La Pâtisserie du Boulevard : the most eclectic
23 Boulevard Général de Gaulle, Fort-de-France
Be prepared for long queues at this other well known address. You’ll see customers leaving with the brand’s signature pink wrappers.
La Pâtisserie du Boulevard combines traditional creations with more modern products. You will be spoilt for choice with ‘brioche pains au chocolat’ and ‘pain au beurre’, as well as the ‘Magnum’, a unique creation based on a peanut brittle, soft homemade praline biscuit, Martinique vanilla mousse and Magnum icing.
Au Lèche-Doigts: the most popular
80, avenue Jean Jaurès, Terres Sainville, Fort-de-France
The Lèche-Doigts has two outlets in Fort-de-France: one in Montgérald, the other in Terres Sainville.

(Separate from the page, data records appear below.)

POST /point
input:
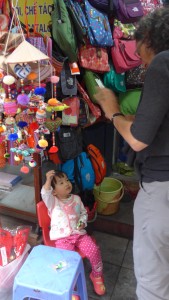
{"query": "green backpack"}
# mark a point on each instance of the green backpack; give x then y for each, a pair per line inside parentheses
(63, 31)
(129, 101)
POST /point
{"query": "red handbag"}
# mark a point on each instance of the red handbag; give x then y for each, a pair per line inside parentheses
(95, 111)
(70, 116)
(93, 58)
(124, 55)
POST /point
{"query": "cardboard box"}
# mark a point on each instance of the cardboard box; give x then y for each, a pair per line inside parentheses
(8, 273)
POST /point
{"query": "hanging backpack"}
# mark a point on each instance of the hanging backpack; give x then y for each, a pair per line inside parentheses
(98, 163)
(103, 5)
(80, 171)
(84, 172)
(63, 31)
(99, 32)
(69, 142)
(128, 11)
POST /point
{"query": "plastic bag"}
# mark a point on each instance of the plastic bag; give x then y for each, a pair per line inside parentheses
(12, 243)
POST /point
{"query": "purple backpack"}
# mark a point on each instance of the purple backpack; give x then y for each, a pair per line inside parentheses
(128, 11)
(103, 5)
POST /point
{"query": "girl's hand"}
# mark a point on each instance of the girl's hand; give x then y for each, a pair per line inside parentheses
(80, 225)
(50, 175)
(108, 102)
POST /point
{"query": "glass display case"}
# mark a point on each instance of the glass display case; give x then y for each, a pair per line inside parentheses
(20, 200)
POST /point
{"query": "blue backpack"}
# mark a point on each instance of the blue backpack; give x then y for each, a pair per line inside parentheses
(68, 168)
(103, 5)
(97, 23)
(80, 170)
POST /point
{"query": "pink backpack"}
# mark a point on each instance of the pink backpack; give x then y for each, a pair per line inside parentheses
(150, 5)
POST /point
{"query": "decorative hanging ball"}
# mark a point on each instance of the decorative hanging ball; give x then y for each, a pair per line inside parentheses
(41, 116)
(12, 136)
(32, 76)
(53, 101)
(18, 110)
(42, 142)
(16, 158)
(1, 129)
(23, 99)
(23, 146)
(53, 149)
(1, 74)
(7, 155)
(24, 169)
(13, 150)
(22, 124)
(40, 91)
(25, 153)
(54, 79)
(8, 79)
(3, 94)
(9, 121)
(10, 107)
(22, 71)
(32, 163)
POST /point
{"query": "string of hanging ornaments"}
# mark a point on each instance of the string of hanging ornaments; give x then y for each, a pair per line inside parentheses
(25, 119)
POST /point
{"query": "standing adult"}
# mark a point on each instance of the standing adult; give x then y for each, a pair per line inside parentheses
(148, 135)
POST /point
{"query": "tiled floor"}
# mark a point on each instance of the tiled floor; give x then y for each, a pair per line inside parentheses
(116, 254)
(118, 268)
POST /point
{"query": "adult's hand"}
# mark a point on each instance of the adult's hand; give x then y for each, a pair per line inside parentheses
(108, 101)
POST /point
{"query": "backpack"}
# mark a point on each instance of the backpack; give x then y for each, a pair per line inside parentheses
(103, 5)
(128, 11)
(84, 172)
(80, 171)
(69, 142)
(98, 163)
(99, 32)
(63, 31)
(68, 168)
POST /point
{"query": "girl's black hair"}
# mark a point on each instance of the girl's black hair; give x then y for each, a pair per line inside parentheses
(59, 174)
(153, 30)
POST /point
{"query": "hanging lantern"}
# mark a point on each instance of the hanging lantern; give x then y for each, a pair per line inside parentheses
(8, 79)
(10, 107)
(40, 91)
(40, 116)
(42, 142)
(24, 169)
(22, 71)
(23, 99)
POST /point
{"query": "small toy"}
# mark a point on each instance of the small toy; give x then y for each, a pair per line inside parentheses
(60, 265)
(79, 224)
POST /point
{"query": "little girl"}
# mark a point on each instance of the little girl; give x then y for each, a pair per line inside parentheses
(68, 220)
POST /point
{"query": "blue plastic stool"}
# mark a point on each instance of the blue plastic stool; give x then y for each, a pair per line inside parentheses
(50, 273)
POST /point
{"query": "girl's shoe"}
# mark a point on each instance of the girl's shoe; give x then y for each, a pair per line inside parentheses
(75, 297)
(98, 285)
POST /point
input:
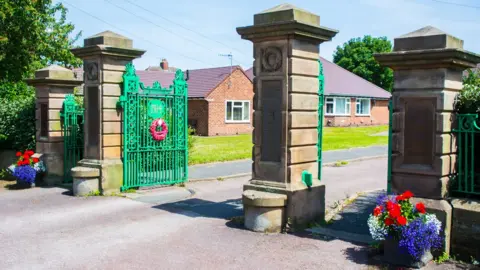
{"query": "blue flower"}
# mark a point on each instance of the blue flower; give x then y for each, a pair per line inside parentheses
(25, 173)
(419, 236)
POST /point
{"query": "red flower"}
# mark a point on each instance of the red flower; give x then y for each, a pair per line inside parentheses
(420, 208)
(401, 220)
(390, 205)
(407, 194)
(377, 211)
(388, 221)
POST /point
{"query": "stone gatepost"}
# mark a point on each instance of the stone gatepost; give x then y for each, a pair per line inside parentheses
(428, 65)
(104, 58)
(51, 84)
(286, 50)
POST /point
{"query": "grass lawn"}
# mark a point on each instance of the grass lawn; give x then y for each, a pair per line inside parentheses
(225, 148)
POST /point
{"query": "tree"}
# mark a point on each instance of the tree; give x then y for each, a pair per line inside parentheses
(33, 34)
(356, 56)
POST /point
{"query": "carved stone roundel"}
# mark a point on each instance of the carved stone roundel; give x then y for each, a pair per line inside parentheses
(92, 71)
(272, 59)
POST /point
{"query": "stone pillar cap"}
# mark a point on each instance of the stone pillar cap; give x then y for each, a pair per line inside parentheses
(54, 74)
(427, 38)
(109, 38)
(428, 47)
(286, 20)
(108, 43)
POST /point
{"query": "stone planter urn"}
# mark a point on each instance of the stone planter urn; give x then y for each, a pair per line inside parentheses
(393, 254)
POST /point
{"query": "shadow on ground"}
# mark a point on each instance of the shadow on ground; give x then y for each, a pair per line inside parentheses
(201, 208)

It is the latter that we will focus on for the purposes of this article. This emblematic address is in the heart of a popular district. You will find fruit tarts, cream cones and mille-feuilles.
People also come to the Lèche-Doigts for special orders of ‘pain au beurre’ or cakes for special occasions.
La Pâtisserie Héry: the most creative
136 rue Victor Hugo, Fort-de-France
Created by a duo of young and dynamic Martiniqueans, the Héry patisserie does not yet have a physical shop, but we are waiting for it! The promise is simple: fine creations with local flavours.
The pastry chef, Antoine-Hery Charles-Alfred, is a graduate of the Ferrandi school. He concocts his own unique recipes such as ‘Mazurka’ which combines roasted pineapple, passionfruit cream and lime zest, ‘Communion’ which plays on the nostalgia of ‘first communion chocolate’, a typical Martinique speciality, or ‘Crusoe’, which revisits the traditional ‘Robinson’ in a more refined version.
If you can’t wait for the official opening, they are taking orders.
Bonus - Thony's Pastry: the new kid on the block
24, rue Lamartine, Fort-de-France
Only just opened in July 2022, it’s not yet a Martinique favourite but it is a real gamble for the founder who chose to set up his shop in the city centre.
With this article, we are hoping to give it a boost! We went to give it a test and tried ‘pommes-cannelles’, pépitos, pains aux raisins and ‘pains aux saucisses’.
But the real speciality of Thony’s Pastry? The brioche!